Each pipeline can have a 'pipeline champion' after the models are compared. A 'project champion' is selected from pipeline champions to represent the best model for the entire project. Pipelines and individual processes can be saved and later replicated by other users for a better collaborative experience. Although there are already prebuilt processes that SAS provides by default, you can customize your processes using either open source or custom SAS code and add them to the list. With SAS Viya 3.5, these custom processes can interact with each other.

As simple as it sounds, this feature enables you to create pipelines with different programming languages. Because SAS technology runs much faster in its native engine, you can run heavy duty processes efficiently in CAS (Cloud Analytic Services) and then connect the output to your favorite open source packages. Debugging is easier too, since SAS Model Studio can pinpoint the specific process related to any error.

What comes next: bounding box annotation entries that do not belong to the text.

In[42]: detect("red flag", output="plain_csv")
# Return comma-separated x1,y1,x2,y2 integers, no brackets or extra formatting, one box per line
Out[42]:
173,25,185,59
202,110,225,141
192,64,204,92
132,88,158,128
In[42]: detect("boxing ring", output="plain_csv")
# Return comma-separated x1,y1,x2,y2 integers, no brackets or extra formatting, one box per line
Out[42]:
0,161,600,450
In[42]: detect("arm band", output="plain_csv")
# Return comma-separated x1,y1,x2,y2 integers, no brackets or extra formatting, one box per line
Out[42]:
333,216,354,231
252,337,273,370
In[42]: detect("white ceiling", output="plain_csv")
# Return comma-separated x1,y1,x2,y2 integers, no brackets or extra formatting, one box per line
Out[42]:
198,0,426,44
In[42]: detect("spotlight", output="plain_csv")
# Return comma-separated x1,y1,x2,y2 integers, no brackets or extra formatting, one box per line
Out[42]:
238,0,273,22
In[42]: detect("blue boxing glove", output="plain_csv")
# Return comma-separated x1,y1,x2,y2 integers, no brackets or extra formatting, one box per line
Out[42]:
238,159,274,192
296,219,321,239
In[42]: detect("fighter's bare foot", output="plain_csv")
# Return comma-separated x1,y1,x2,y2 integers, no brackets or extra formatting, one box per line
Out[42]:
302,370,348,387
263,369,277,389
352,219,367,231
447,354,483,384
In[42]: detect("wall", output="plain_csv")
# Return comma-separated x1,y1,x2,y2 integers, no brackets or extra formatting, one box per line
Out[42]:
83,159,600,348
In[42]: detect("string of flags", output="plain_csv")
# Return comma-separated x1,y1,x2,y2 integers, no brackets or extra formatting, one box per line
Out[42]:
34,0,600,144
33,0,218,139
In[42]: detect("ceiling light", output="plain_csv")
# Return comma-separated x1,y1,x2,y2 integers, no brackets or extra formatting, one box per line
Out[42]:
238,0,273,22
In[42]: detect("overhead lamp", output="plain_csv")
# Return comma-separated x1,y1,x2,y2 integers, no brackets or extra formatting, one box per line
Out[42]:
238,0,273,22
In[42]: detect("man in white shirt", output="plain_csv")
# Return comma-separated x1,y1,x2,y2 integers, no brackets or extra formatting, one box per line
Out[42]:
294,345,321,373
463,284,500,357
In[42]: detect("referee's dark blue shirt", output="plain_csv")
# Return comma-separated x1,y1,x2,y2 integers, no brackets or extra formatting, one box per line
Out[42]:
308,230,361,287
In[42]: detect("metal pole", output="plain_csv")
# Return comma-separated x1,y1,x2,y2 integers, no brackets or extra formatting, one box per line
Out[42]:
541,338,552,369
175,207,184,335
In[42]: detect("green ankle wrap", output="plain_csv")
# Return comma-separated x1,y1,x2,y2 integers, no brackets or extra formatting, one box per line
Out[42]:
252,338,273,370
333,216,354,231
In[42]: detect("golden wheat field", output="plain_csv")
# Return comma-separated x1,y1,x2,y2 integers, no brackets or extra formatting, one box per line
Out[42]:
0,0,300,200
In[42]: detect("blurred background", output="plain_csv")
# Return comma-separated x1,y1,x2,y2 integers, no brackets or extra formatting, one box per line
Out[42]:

An example: A SAS model, SAS program, and Python code walk into a bar...

Let's see these integrated pipelines in action.

The pipeline above shows three separate branches. The left branch uses Python processes; the right branch is all SAS custom code; and the middle branch consists of prebuilt Model Studio processes. Because the interactions are based only on data outputs, languages can be intermingled. For example, the node called 'Dummy Encode + reformat' could be defined in R; 'SMOTE + Normalization' could be defined in SAS; and Tensorflow could run using Python. Team members can work on the same pipeline and share each other's work -- programming language and preferred packages are not a barrier.

Models can be compared simply by opening a comparison node. In this example, it looks like the Python preprocessing step worked well with the SAS prebuilt Forest model and its autotuned hyperparameters.

Speaking of model comparison, in this tutorial my colleague Jeff Thompson explains the theory and practice for comparing analytical models, with examples in SAS Model Studio.

Saving your pipelines for reuse

Once we have a collection of pipelines that we like, we can save them to a repository so other users could replicate them or use them as a starting point for another project.

Although there are many machine learning toolkits in the tech industry, SAS Model Studio incorporates the established and optimized SAS techniques that customers love, along with the best of open source techniques. Multiple users are free to work on the same model and share their processes without language restrictions, providing a collaborative approach for model developers.